Thunder Force One Sheet.
Thunder Force is a fun movie
with a few problems. It isn't
embarrassingly bad.
If you're like me you probably have two or three 'go to' movie critics that you trust to tell you if a movie is worth seeing. You'll particularly listen to their opinion if you're thinking about seeing a film in a theatre.

The problem is, movie critics review movies for a living. This means, they see a lot of movies, probably way more than you will ever see in your lifetime. As such, their scale of what make a movie good or bad becomes somewhat skewed by a much wider grading scale.

That said, if your trusted movie critic says a movie is good, you can pretty much rely on their opinion. They see a lot of films that are just okay, so if something stands out to them, there's a strong chance you'll think it's great too.

Ultimately whether a film is good or bad is entirely subjective to individual viewers however subjectivity comes into play in a much bigger way if a film fails to impress the critic. In this situation it's a sliding scale of what the critic actually likes, subjectively, that plays a big part in whether they conclude a film is 'just okay' or 'really bad' (not that these are the only conclusions but just for simplicity's sake of this discussion).

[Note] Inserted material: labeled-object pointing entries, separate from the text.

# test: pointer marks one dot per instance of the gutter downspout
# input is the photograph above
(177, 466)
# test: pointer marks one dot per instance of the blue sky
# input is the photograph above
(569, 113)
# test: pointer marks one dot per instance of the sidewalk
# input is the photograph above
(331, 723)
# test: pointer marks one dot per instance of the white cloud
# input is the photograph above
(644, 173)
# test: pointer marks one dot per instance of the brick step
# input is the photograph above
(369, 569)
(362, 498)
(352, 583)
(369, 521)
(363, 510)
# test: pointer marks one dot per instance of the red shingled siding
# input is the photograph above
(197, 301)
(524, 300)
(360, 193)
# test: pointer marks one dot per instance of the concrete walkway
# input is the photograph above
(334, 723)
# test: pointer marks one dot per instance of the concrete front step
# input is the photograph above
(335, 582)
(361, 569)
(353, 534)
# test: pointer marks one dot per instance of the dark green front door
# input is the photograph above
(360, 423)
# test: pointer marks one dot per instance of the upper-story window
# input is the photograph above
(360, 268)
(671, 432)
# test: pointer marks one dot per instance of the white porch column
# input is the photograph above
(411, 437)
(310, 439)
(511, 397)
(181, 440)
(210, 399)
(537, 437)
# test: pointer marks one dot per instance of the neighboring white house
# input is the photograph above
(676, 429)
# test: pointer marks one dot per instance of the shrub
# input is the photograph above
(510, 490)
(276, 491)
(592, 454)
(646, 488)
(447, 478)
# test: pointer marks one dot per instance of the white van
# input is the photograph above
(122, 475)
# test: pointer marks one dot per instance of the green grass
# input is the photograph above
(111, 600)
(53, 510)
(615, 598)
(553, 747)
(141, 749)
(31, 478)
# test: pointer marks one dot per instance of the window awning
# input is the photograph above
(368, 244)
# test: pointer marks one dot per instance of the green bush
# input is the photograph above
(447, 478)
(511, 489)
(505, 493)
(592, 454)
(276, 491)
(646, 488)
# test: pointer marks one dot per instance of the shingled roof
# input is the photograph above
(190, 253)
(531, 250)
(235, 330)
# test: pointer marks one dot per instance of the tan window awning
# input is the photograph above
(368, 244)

Taking out of the equation movies that are obviously made with poor production values, lets assume everyone from the director, down to the catering, all really tried to make the best version of their movie. Yet your trusted movie critic still rates their film as 'bad', so bad that they literally say some of the film's stars should be embarrassed to be in it.

I'm not going to name the movie critic, but that recently happened with me on the Netflix movie, Thunder Force, staring Melissa McCarthy, Octavia Spencer, and Jason Bateman. No one on that film set out to make a bad film. I recently listened to an interview with writer, director, Ben Falcone, and he was quite proud of how the movie turned out.

Now I'm not going to claim Thunder Force is fantastic, high art by any means. It has quite a few plot problems, and early on there is a comedic (supposedly) scene between Melissa and Jason that is so cringe it's quite possibly why my trusted movie critic threw the movie under a bus. I'd argue, if you left that scene out, it's a fairly solid comedy superhero film.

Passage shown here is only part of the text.